Tuesday, October 19, 2010

Rice Paper Rolls

In the last year I have, how do you say, porked up. So I'm trying to eat better.  In truth, what I should be doing is eating less, but I've opted for eating better. So today, I made a healthy dinner. I made rice paper rolls. I love this meal. It's quick to make, it's tasty, and it's messy and sticky and fun to eat.


Ingredients:

Fillings
  • Rice papers
  • Vermicelli noodles 
  • Ice-berg lettuce, shaved
  • Cucumber, julienned 
  • Coriander
  • Mint
  • Beef (I used porterhouse steak)
  • Ginger
  • Garlic
  • Chilli
  • Soy
 Amazing dipping sauce
  • Crunchy peanut butter
  • Hoisin sauce
  • Soy
  • Sesame oil
  • Ginger
  • Chilli
  • Brown sugar

Ok, so here's what you do. Prepare your salad ingredients. Shave your lettuce, chop your cucumber, pluck the tasty little leaves from your herbs.

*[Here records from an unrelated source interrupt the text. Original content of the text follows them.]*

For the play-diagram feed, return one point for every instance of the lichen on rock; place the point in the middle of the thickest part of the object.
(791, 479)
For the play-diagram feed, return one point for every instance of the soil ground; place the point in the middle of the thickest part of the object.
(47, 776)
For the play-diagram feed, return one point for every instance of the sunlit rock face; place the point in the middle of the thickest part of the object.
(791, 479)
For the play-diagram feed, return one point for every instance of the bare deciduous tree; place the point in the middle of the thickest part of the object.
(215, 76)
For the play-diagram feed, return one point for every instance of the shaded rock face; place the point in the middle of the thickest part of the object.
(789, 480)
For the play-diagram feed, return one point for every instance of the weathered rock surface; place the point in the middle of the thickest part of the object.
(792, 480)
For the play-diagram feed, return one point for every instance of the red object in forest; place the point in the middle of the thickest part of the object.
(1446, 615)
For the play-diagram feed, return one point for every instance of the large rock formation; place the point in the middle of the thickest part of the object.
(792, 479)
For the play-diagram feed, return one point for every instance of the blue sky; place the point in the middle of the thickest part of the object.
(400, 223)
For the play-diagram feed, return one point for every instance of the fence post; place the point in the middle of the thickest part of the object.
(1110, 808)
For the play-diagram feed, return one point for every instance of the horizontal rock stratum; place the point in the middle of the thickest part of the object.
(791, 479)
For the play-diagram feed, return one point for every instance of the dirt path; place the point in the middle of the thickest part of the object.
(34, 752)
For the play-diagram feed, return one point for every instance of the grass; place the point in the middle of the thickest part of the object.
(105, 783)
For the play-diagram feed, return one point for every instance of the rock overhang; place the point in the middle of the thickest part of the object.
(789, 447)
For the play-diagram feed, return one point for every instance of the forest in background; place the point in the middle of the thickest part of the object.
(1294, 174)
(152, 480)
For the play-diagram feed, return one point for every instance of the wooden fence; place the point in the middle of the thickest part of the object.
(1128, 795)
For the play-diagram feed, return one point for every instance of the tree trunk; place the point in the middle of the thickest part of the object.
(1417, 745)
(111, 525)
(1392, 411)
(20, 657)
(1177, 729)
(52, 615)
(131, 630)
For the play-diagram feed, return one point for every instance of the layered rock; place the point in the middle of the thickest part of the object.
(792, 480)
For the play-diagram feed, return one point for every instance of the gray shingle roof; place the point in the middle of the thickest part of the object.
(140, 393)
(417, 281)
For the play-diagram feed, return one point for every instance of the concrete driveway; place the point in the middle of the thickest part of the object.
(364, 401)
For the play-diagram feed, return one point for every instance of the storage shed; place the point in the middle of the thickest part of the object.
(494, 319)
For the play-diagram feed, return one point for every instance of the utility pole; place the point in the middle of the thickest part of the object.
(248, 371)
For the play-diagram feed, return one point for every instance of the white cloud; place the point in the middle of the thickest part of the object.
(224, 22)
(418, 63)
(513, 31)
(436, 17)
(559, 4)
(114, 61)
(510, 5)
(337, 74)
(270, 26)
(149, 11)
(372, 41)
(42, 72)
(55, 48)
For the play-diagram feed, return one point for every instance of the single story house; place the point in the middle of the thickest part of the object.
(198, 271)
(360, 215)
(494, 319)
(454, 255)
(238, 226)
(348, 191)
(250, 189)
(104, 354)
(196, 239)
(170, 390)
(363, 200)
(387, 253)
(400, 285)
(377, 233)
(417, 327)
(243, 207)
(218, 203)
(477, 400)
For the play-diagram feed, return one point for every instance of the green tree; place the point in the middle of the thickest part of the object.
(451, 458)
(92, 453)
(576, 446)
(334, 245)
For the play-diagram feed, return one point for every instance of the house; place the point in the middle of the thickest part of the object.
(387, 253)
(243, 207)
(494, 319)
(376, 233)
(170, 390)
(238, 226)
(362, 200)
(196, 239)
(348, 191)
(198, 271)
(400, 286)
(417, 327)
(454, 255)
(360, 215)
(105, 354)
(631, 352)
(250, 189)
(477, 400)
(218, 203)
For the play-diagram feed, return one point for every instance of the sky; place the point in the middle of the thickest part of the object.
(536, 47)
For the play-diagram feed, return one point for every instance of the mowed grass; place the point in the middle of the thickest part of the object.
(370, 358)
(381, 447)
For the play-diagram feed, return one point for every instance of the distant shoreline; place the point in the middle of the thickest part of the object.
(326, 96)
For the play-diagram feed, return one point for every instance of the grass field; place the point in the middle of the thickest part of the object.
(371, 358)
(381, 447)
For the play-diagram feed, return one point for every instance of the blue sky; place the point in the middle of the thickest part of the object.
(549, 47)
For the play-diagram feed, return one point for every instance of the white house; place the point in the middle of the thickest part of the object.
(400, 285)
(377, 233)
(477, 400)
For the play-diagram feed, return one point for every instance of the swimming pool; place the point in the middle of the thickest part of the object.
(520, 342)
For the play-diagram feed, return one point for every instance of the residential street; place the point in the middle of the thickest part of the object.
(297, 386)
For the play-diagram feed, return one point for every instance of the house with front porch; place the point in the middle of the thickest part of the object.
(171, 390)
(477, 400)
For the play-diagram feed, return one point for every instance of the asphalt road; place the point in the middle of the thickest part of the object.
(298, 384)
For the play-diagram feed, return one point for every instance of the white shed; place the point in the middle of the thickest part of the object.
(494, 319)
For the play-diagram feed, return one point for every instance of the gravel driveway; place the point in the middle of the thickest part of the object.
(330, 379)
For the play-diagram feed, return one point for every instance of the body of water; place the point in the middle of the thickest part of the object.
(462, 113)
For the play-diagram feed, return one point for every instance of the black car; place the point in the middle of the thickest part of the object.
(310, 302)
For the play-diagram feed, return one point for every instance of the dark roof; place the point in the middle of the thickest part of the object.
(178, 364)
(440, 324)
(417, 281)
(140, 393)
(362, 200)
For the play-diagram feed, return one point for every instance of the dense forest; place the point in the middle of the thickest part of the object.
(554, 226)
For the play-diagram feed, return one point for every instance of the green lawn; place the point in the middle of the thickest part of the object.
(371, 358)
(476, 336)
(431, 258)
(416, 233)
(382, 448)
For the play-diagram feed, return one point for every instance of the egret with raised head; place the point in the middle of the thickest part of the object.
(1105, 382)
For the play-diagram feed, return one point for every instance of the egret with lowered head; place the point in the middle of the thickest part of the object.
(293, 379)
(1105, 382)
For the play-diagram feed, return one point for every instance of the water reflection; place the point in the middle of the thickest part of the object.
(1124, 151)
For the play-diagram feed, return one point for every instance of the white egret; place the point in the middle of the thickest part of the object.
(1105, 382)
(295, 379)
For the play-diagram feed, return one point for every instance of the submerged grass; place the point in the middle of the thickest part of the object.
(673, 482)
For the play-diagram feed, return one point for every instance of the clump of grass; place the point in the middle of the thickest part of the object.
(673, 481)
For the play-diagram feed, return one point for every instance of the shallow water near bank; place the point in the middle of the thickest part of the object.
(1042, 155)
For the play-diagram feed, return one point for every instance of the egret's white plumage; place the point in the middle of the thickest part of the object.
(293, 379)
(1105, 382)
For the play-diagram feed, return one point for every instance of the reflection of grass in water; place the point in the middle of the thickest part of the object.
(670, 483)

Then soak your vermicelli in hot water and drain them. Grate a generous lump of ginger and finely chop the chilli and garlic. Trim any fat from your steak, and finely slice into stir fry pieces. Heat some sesame oil in a wok and toss the garlic, chilli and ginger with the beef. Add a splash of soy and cook the beef until the all the pink has just disappeared.



Finally, prepare your sauce. Put all the things into a pot. If you measure them, you're doing it wrong. Just go with what looks good, until it becomes a sticky dark mass and tastes delicious on your finger.


Put everything into appropriately sized bowls. Fill another large bowl with hot water. You'll need this to soak your rice papers one at a time. Then assemble all the yummy elements and roll it all up nice and tight, stick some sauce on it, and shove it in your face.


NB These can easily be made using any kind of filling you like. Prawns are excellent, and puffed tofu makes a beautiful vegetarian/vegan version.

Further NB I ate six. That's not so many, right?... Right?

Sunday, June 20, 2010

Cabbage and Tofu Dumplings



I have never met anyone who doesn't love dumplings. In Melbourne, dumplings is usually synonymous with low-rent Chinatown asian dumplings. However Leanne gave me A World of Dumplings last year, which reminded me that dumplings are really just dough with stuff, and feature in just about every cuisine in every continent. I will be delving into pierogi's soon. Watch this space.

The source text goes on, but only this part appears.